If we merge variant and version fields into one byte and combine it with using a common time format, we get things like this:

https://play.golang.org/p/yWjgCNy_GQq

    var v [16]byte
    binary.BigEndian.PutUint64(v[:8], uint64(time.Now().UnixNano()))
    v[8] = 0xE7
    rand.Read(v[9:])

That is a correct and useful UUIDv7 implementation (per these notes, not the draft). It lacks a guarantee of monotonicity for values produced within the same clock tick (which IMO should be a recommendation not a requirement), but this can be added with just a few more lines of code.

Try finding an earlier UUID implementation that is anywhere near that simple to write and understand.

Simplicity in implementation and maintenance is a very real, tangible factor. It needs to be weighed carefully against the cost of changing things. And if we don't change old UUID version <= 5 values, I really don't see the problem.

Is there some specific real-world problem that this would cause that I'm missing? What specifically (which database program, library or software problem) would happen/break/be difficult/annoying/etc if we were to move forward with this? Maybe if I have an actual example of what you're worried about I could better think with with it.

fabiolimace commented 3 years ago

I'm still not sure if using half of the future variant is a good idea. I prefer to be conservative in this case. It may be easier to approve the changes.

But I like the simplicity it makes possible. Much of the discussion here arises from the need to work around version bits.

If you really plan to use half of the '111' variant, why would you want to use a version number? Version numbers belong to the '10x' variant. The '111' variant is an uninhabited land. You have the opportunity to create an entirely new layout. There is no need to be stuck with the '10x' variant design, which depends on the version number to differentiate between UUID subtypes.

I think it's better to just define the E variant (enhanced, extended?) and forget about the E7 and E8 versions. Or you can use ONE bit of the E variant as a flag to differentiate between E-UUIDs that have timestamps and those that don't.

I am concerned about reducing the UUID size from 122 to 120 bits. Losing 2 bits can result in a significant increase in collision probability. If you don't use the version number the amount of free bits for entropy increases.

broofa commented 3 years ago

Is there some specific real-world problem that this would cause that I'm missing?

These sorts of questions are harder to answer:

"Is [some UUID] valid?"
"What version is [some UUID]?"
"How do I identify UUIDs in text?"
"I have a valid variant (0b111) and a valid version (3), so why is my UUID invalid?"
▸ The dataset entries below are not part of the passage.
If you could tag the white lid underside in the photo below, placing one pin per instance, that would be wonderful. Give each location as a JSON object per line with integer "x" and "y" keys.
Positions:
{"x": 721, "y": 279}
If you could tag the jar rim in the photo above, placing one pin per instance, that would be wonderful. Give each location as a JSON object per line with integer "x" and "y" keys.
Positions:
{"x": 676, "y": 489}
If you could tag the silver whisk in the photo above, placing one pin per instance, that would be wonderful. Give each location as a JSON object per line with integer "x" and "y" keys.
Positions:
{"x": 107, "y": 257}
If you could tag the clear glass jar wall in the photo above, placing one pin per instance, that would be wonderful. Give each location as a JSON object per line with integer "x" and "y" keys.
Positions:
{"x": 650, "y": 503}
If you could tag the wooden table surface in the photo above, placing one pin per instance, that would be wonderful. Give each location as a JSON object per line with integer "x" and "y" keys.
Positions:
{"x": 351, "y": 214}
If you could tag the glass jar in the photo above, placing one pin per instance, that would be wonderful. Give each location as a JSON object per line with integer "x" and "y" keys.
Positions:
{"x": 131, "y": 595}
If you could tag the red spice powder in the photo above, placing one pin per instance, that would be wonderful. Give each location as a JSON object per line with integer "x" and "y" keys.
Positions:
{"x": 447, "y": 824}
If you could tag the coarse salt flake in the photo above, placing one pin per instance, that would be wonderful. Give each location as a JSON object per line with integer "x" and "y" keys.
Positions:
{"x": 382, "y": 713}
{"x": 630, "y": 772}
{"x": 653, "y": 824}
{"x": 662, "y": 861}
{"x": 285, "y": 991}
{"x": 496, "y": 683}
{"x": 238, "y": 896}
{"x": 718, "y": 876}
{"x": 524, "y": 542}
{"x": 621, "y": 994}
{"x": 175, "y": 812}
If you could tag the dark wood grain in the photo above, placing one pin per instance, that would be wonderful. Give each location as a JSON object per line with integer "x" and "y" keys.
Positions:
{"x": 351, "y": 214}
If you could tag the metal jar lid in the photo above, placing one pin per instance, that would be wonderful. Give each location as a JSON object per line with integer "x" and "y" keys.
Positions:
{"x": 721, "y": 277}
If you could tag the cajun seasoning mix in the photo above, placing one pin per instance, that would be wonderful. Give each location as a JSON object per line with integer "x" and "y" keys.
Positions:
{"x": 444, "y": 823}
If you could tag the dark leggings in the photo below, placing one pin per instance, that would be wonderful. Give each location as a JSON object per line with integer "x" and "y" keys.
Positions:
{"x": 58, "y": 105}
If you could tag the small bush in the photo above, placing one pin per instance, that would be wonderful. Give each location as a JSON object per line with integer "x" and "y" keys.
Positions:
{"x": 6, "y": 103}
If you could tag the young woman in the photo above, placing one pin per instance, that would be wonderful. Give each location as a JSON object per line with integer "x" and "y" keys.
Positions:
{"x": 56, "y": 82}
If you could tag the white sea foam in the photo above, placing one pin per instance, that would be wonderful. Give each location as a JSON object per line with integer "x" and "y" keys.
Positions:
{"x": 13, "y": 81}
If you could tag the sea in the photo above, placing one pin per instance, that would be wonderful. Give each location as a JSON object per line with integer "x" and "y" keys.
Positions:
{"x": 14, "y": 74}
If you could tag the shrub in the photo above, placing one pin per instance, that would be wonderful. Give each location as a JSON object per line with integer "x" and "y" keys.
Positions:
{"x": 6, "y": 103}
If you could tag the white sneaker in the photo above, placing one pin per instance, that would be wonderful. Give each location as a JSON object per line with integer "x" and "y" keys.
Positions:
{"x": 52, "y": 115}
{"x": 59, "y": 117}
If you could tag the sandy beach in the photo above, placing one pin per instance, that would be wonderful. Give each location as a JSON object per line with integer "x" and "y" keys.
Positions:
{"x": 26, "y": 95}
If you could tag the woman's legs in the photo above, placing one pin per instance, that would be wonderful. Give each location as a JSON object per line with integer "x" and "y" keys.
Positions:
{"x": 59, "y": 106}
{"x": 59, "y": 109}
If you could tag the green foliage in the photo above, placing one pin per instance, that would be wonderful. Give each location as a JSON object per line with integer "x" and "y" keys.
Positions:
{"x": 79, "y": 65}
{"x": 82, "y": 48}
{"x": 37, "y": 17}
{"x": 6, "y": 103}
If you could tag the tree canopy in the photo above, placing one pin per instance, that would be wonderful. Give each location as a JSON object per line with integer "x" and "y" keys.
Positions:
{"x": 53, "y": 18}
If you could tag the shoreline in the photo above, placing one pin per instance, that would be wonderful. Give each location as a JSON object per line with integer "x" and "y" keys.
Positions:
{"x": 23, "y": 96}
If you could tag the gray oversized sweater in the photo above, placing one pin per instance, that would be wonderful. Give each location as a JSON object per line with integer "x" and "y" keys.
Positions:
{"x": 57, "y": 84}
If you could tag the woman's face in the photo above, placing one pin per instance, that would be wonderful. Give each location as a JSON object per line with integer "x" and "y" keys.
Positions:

... and this sort of code becomes more complex:

bradleypeabody commented 3 years ago

Fair points. You're correct, it does add some more logic to these situations.

However, variable length will break the "find a UUID in text" anyway. So will Crockford Base32 encoding.

And extracting the version is an extra line or two of code to fix that code. (The version.js there btw is another example of broken code - it should be checking the variant bits.)

So I think it's a matter of comparing what happens when the points above are broken or made more difficult, vs the fact that all newer implementations (and some of which will only need to support e.g. UUIDv7 and v8) can be simpler.

UUIDs are supposed to be as opaque as possible. I would also wager than much of the code that is trying to extract version numbers and perform validation is probably doing something not terribly relevant to what most applications need anyway. Why are people checking the version? (can't you just use the opaque value) Why are they checking if a UUID is valid? (are you sure you can't just compare to all zeros to determine if there's a UUID here or not?)

bradleypeabody commented 2 years ago

To follow up from earlier discussion and from #58, my current stance on this is that the simplicity combining the variant and version fields introduces is worth the downsides.

So far the down sides that have been brought are, along with by rebuttal:

Added complexity/different from RFC4122

I understand the concern. The procedure for examining the version is explained in the new draft with two sentences:

extracting the version number can be done by examining the variant field at bits 64 and 65 for the values 1 and 0 respectively, and then extract the version from bits 48 through 51. UUID versions 7 and 8 can be identified by checking octet 9 for the values 0xE7 or 0xE8 respectively.

Yes, it is different. My opinion is that this does not present too much complexity. The first sentence is just reiterating what RFC4122 says much more verbosely, and the only thing being added is "UUID versions 7 and 8 can be identified by checking octet 9 for the values 0xE7 or 0xE8 respectively."

It reserves two extra bits.

Concerns over the loss of bits being problematic are application specific, and the introduction of variable length UUIDs IMO addresses this concern. A fixed 128-bit value is much more problematic when it comes to concerns about collision probability or unguessability. So I think having those two bits reserved for future use to make one whole byte be devoted to the version is an acceptable tradeoff in the interest of simplicity, considering you can add plenty more bytes to your UUID to further reduce collision resistance if your application really needs it. No need to worry about 2 bits when you can add many more if you like.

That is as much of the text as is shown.